Consider a
conceptual overlay problem. First, software vendors have encouraged their users
to migrate spatial data from files to databases. Over the past several years,
many users have successfully done so. Second, ongoing homeland security pressures
have raised the importance of data integration across organizational and
geographic boundaries; spatial data appears to be an ideal multijurisdictional
"glue". Do these two trends--use of spatial databases and need for spatial data
integration--overlay neatly? Is it possible (or even desirable) to integrate
spatial databases? Investigating the integration strategy of spatial data
replication across distributed database systems is the topic of this month’s
column.
Warning: proceed with caution; don’t set your hopes too high. To my knowledge,
no existing product can replicate spatial data across all distributed
heterogeneous database systems. Although most database vendors support
replication of standard data types (text, numbers, and dates), replication of
nonstandard spatial types is just beginning to emerge from research labs as a
commercial product and is typically limited to replication between databases
made by the same vendor--Oracle (www.oracle.com) to Oracle, but not Oracle to
IBM’s (www.ibm.com) DB2, for instance. A step in the right direction is Lakeview
Technologies’ (www.lakeviewtech.com) OmniReplicator, a product that replicates
spatial data between SQL Server and Oracle databases. Why does such a potentially
useful capability have such limited support in the marketplace? A basic
understanding of both distributed database systems and replication will help
solve this puzzle.
A first date
A distributed database system is a collection of networked sites, each able to
function alone, but also able to access data anywhere else in the network exactly
as if that data were stored locally. Each site has its own local databases and
users can continue working even when the network is inoperable. The sites may
be geographically distant, but more often than not are distributed logically
across a single organization, such as by department or project. The idea of
distributed but partnered databases is simple enough at the surface--what’s so
special about copying data?--but in practice quickly becomes complex.

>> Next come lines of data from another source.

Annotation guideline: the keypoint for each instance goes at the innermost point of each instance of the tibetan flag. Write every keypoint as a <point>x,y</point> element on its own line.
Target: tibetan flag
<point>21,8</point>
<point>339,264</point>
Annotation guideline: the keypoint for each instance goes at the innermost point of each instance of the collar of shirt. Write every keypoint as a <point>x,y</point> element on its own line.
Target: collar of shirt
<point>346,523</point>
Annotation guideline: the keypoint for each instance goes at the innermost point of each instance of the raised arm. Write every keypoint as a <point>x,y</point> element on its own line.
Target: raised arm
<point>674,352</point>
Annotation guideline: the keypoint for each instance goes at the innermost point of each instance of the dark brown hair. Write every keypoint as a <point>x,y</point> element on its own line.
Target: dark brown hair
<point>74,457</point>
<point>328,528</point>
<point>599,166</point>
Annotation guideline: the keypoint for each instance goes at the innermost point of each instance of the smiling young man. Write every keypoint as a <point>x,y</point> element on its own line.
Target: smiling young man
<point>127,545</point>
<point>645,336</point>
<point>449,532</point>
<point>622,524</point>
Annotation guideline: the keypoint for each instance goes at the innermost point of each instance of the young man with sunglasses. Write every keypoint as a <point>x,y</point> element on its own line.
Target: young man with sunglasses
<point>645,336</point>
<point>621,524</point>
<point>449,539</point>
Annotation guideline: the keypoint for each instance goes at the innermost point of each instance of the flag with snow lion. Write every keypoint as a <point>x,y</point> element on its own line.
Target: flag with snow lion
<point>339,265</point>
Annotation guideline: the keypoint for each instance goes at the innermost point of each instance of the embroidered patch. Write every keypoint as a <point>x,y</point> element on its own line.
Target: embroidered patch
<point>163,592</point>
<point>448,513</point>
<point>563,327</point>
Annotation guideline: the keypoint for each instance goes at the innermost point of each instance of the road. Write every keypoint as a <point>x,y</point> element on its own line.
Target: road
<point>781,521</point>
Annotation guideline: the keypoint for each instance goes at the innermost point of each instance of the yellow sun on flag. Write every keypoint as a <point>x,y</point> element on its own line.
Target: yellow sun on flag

C.J. Date, author of the classic "An Introduction to Database Systems," describes
distributed database systems with language uncannily similar to the message of
homeland security integrators:
Carried to its logical conclusion, full support for [a] distributed
database [system] implies that a single application should be able to operate
"transparently" on data that is spread across a variety of different databases,
managed by a variety of different DBMSs, running on a variety of different
machines, supported by a variety of different operating systems, and connected
together by a variety of different communication networks--where "transparently"
means that the application operates from a logical point of view as if the data
were all managed by a single DBMS running on a single machine. Such a capability
might sound like a pretty tall order!--but it is highly desirable from a
practical perspective, and vendors are working hard to make such systems a
reality.
Date wrote this almost 10 years ago, and today it still sounds like a pretty
tall order. But vendors continue to tinker with distributed database solutions
because what made them highly desirable in the early 90s remains compelling today.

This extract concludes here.